Coagulation testing is required if a paraneoplastic hypercoagulability is suspected. In the present case, the prothrombin time and the activated partial thromboplastin time were both normal, but the level of fibrinogen/fibrin degradation products were increased. Thrombin activation is assessed by measuring D-dimers. Our patient showed an increased level of D-dimers. D-dimers cannot be used as a screening tool, but it has been noticed that neoplasia patients with associated cerebral infarctions, have elevated D-dimer levels compared to stroke patients without neoplasia. [16, 17]
The treatment of a stroke patient with cancer and other arterial infarctions is complex requiring close collaboration between neurologists, oncologists and intensive care physicians. The use of parenteral anticoagulation by patients with paraneoplastic hypercoagulability and NBTE is overshadowed by the increased risk of the haemorrhagic transformation of the areas affected by cerebral infarction. [18] Compared to oral antivitamin K, anticoagulant treatment with LMWH has proved to be more efficient in preventing recurrent deep vein thrombosis in cancer patients.[19,20] In contrast, in patients with NBTE, it is not clear which systemic anticoagulant treatment is optimal for secondary embolism prevention. However, current guidelines [21] suggest that both LMWH and unfractionated heparin are equally effective in treating this pathology.
In our case, under parenteral anticoagulant treatment with therapeutic-dose LMWH, the patient’s neurological condition worsened with a new cerebral embolization originating from the endocardial vegetation. This caused a malignant cerebral infarction followed by death. [19,20,21].

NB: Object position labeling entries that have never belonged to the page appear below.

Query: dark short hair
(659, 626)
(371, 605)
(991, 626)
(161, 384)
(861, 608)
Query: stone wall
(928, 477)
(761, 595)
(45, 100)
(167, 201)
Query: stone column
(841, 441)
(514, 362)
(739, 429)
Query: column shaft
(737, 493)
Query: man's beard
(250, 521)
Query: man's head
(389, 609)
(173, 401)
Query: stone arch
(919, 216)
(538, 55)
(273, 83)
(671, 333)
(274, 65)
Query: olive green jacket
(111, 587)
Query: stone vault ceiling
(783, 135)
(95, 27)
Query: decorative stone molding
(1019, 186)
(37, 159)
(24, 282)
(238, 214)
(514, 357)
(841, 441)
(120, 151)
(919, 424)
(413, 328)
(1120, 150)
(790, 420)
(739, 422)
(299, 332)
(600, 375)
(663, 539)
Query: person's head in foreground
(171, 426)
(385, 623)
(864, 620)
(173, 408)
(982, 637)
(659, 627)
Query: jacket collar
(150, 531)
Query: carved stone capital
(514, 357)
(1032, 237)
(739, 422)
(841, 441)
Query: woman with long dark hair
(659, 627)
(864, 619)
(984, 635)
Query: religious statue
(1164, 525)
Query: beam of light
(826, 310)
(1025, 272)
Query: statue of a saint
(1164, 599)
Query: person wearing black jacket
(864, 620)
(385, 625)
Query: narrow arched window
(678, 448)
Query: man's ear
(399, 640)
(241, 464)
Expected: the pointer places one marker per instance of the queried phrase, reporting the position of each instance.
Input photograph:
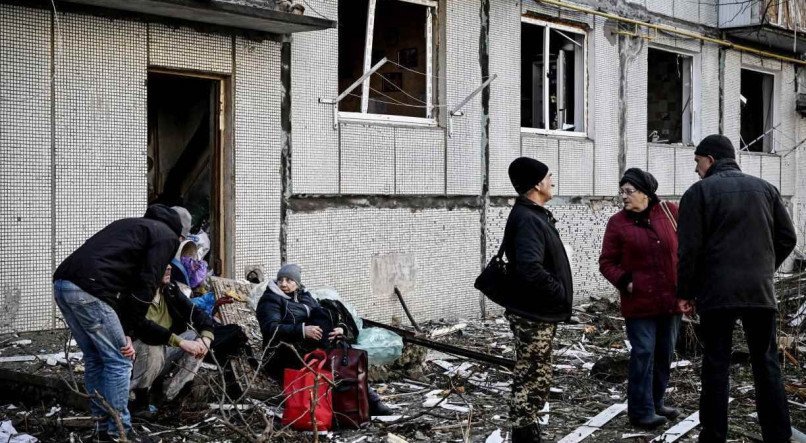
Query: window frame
(368, 117)
(547, 26)
(695, 128)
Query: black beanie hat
(717, 146)
(525, 172)
(642, 180)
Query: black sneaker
(527, 434)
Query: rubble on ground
(437, 396)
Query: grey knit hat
(291, 271)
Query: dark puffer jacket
(123, 263)
(184, 315)
(642, 249)
(283, 317)
(734, 233)
(542, 288)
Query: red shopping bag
(300, 394)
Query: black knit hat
(642, 180)
(525, 172)
(717, 146)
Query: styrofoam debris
(9, 435)
(495, 437)
(680, 364)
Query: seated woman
(289, 314)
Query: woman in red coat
(639, 257)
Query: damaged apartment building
(368, 140)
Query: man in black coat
(541, 293)
(734, 232)
(103, 290)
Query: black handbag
(495, 281)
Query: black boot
(527, 434)
(376, 407)
(139, 406)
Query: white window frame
(547, 26)
(694, 131)
(776, 113)
(366, 117)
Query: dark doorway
(184, 151)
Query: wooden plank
(594, 424)
(681, 428)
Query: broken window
(669, 97)
(401, 31)
(757, 111)
(184, 151)
(552, 76)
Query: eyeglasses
(627, 191)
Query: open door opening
(185, 152)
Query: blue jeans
(97, 330)
(653, 340)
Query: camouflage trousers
(532, 373)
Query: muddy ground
(470, 396)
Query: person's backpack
(351, 395)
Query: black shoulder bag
(495, 281)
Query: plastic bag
(382, 346)
(332, 294)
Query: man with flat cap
(541, 292)
(734, 232)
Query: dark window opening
(756, 111)
(400, 32)
(669, 98)
(532, 76)
(552, 79)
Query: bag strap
(669, 215)
(316, 357)
(500, 253)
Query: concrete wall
(73, 148)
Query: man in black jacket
(734, 232)
(103, 290)
(542, 292)
(175, 337)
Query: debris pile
(436, 395)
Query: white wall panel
(314, 75)
(257, 156)
(185, 48)
(26, 293)
(662, 166)
(505, 118)
(367, 159)
(419, 160)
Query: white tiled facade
(74, 126)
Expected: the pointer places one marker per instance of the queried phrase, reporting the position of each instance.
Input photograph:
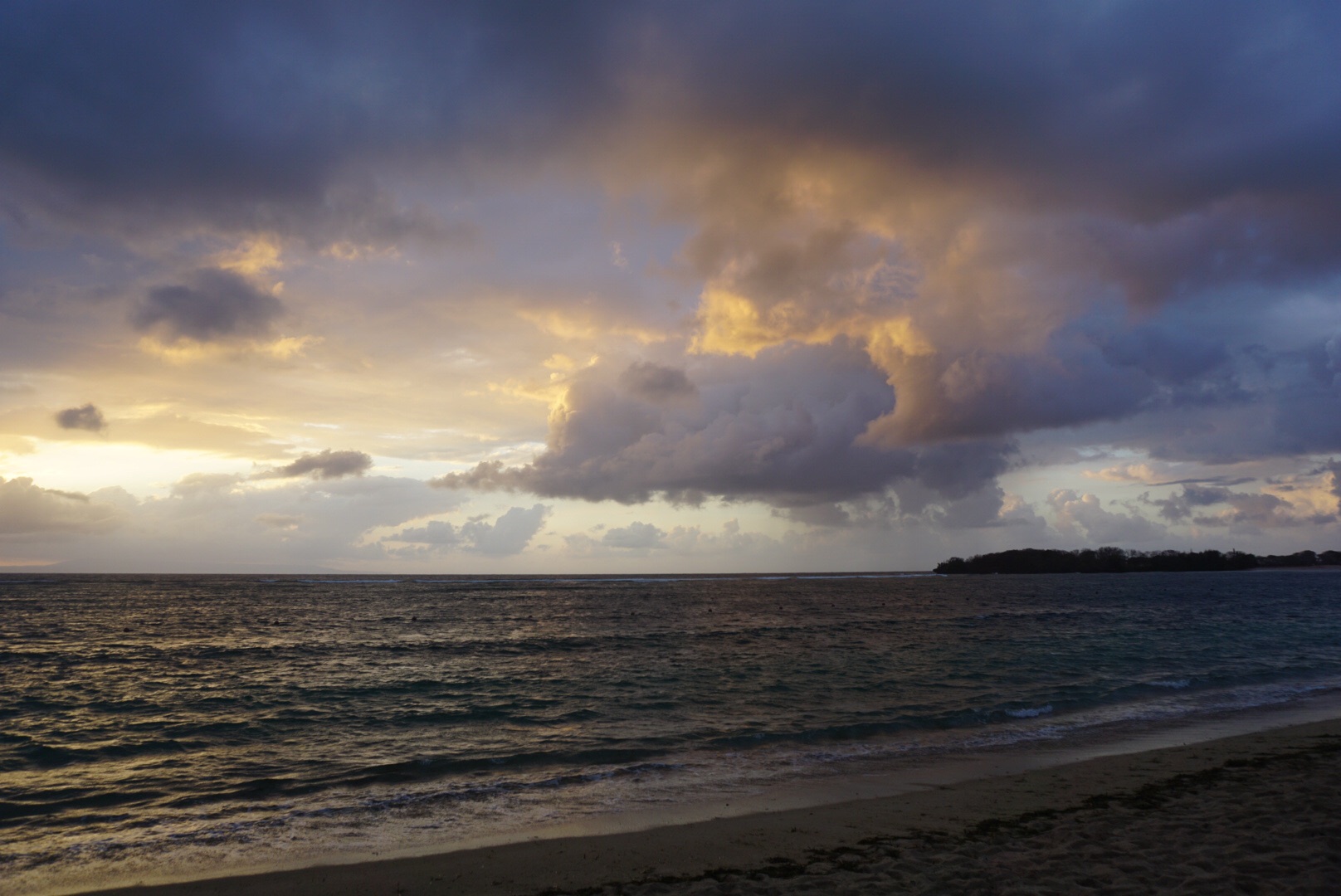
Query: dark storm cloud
(246, 110)
(655, 382)
(783, 428)
(324, 465)
(506, 535)
(215, 304)
(270, 115)
(86, 417)
(27, 509)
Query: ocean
(156, 726)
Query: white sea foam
(1029, 713)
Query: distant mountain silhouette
(1114, 560)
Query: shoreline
(794, 829)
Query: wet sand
(1256, 813)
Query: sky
(646, 287)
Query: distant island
(1114, 560)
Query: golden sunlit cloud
(183, 350)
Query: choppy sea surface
(195, 724)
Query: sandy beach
(1253, 813)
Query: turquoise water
(163, 724)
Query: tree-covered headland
(1114, 560)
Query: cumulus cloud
(510, 534)
(1239, 510)
(635, 535)
(782, 426)
(324, 465)
(27, 509)
(655, 382)
(1075, 514)
(86, 417)
(213, 304)
(905, 237)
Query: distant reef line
(1114, 560)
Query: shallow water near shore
(161, 726)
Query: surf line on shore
(685, 843)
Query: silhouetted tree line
(1114, 560)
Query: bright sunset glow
(640, 287)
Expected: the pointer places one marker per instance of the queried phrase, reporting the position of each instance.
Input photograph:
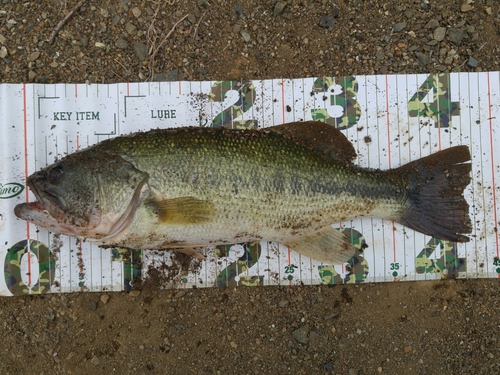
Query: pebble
(3, 52)
(34, 56)
(423, 59)
(121, 43)
(465, 7)
(398, 27)
(439, 33)
(95, 361)
(327, 21)
(135, 293)
(130, 28)
(246, 36)
(136, 12)
(140, 50)
(105, 298)
(472, 62)
(283, 303)
(432, 24)
(455, 36)
(301, 334)
(278, 8)
(329, 366)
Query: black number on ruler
(246, 98)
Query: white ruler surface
(390, 120)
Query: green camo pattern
(226, 278)
(246, 93)
(442, 108)
(12, 268)
(132, 265)
(357, 267)
(448, 265)
(346, 99)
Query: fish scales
(262, 184)
(192, 187)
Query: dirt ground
(440, 327)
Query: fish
(188, 188)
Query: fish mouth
(47, 201)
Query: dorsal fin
(328, 141)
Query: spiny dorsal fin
(329, 246)
(323, 138)
(183, 210)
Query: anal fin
(328, 246)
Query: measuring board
(390, 120)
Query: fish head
(87, 195)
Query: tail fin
(436, 205)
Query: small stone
(301, 333)
(34, 56)
(136, 12)
(283, 303)
(327, 21)
(278, 8)
(246, 36)
(439, 33)
(432, 24)
(423, 59)
(398, 27)
(3, 52)
(95, 361)
(104, 13)
(465, 7)
(329, 366)
(140, 50)
(121, 43)
(455, 36)
(472, 62)
(130, 28)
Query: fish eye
(56, 173)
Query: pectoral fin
(328, 246)
(183, 210)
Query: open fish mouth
(48, 204)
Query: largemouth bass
(187, 188)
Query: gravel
(449, 326)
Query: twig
(198, 24)
(153, 55)
(60, 24)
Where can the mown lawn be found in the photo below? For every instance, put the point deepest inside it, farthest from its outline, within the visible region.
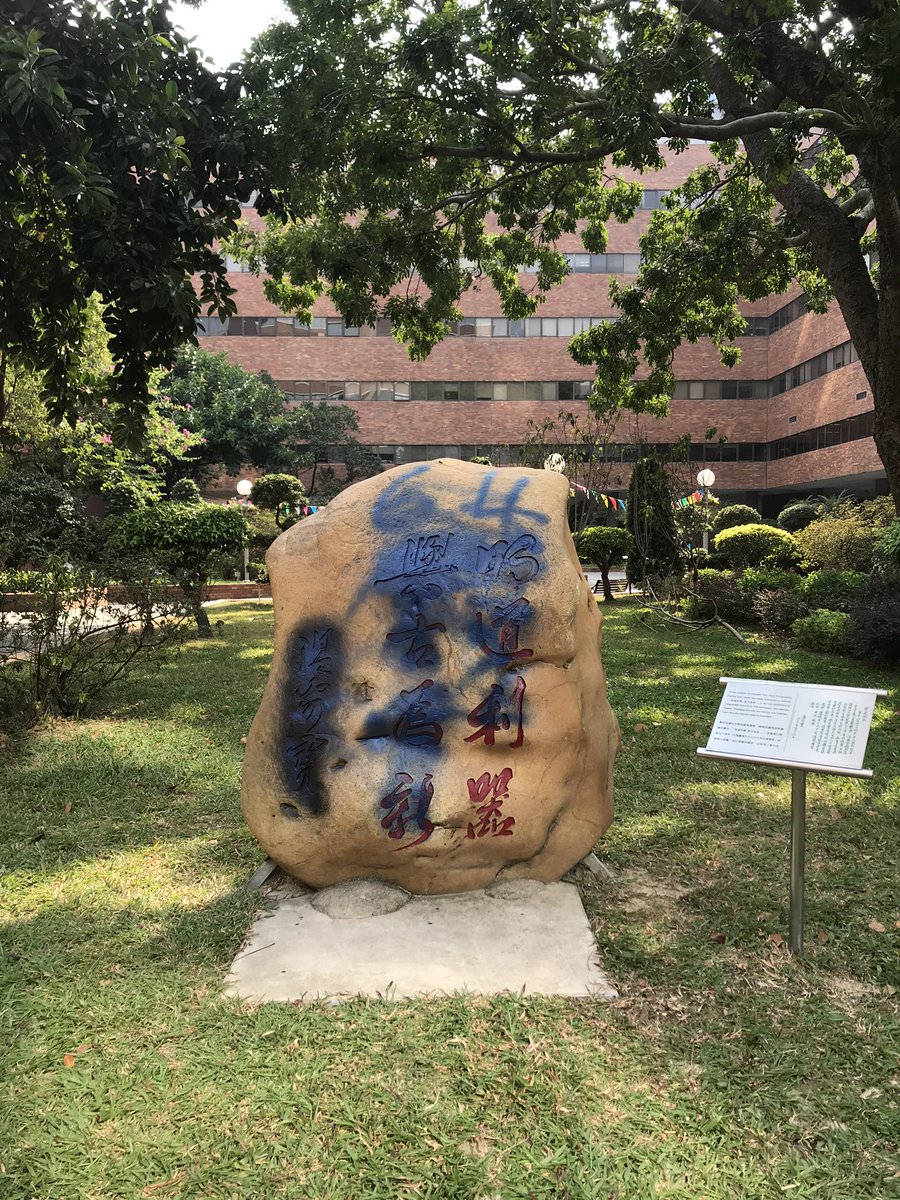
(725, 1071)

NBTE-prognosis is poor, due to its association with an incurable neoplastic disease, but also due to thromboembolic complications. [1]
The present case report had an intriguing clinical picture of bilateral pulmonary thromboembolism and arterial infarctions in multiple vascular areas, as inaugural manifestations of a gastric adenocarcinoma. The peculiarity of this case lies in its development, which was initially favourable but was followed by the severe worsening of the patient’s neurological condition and finally by his death. This progression raises questions regarding the effectiveness of the LMWH therapy.
Conclusion
In case of patients with multiple arterial infarctions, one should consider the possibility of an NBTE, which is frequently associated with a detected or undetected neoplasm. Once NBTE has been diagnosed, it is essential to exclude an infectious endocarditis or a primary thrombophilia. Therefore, a detailed paraclinical examination should be performed to detect an occult neoplasia, especially an adenocarcinoma. Diagnosis and treatment of NBTE, in the context of a complex paraneoplastic pro-coagulant status, represents a challenge, involving a multidisciplinary approach, as the optimal anticoagulation treatment has not yet been established.
Acknowledgement
This study was supported by the internal research grant of the University of Medicine and Pharmacy Targu Mures, 18/2015
Footnotes
Informed consent The written informed consent to publish this case presentation and the related images was granted by the patient’s wife. A copy of this consent has been handed to the Chief Editor of the JCCM.